Investors were expecting strong numbers from H&M Hennes & Mauritz Ab (OMX: HM B) but got even more than they were hoping. Comparable sales during the first half-year were up by 3 percent. In Swedish kronor, sales excluding VAT were around 59.5 billion, an increase of 14%. In the second the numbers were more of the same, with the 31.7 billion total sales number excluding value added tax being a 15% improvement while comparable unit sales were up by 2%.
But these numbers were already known for investors, since the company announces monthly sales numbers. What was most positive was that the margins kept stable, with gross margin at 61.7% and operating margin up to 17.5% from 17.3%. This translates to six month gross profit of 35 billion, operating profit of 10.4 billion and profit after taxes of just under 8 billion for earnings per share of 4.81 SEK. Second quarter profit was 5.2 billion, up strongly from 4.25 billion a year ago.
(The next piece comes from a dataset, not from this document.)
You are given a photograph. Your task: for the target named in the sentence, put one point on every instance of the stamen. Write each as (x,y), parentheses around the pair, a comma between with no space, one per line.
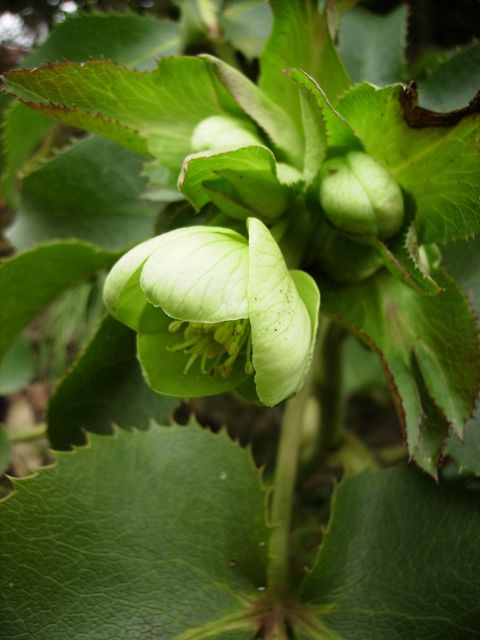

The growth plans are on track with five new markets in 2012 being Bulgaria, Mexico, Latvia, Malaysia and Thailand. Online sales in the USA will be initiated in the autumn and store contracts are in place for 2013 in Estonia (as announced by Citycon (OMXH: CTY1S) today) and Indonesia. CEO Karl-Johan Persson called current fashion retail market ”challenging” so the fact that H&M managed to grow market share and maintain good financial performance was especially gratifying.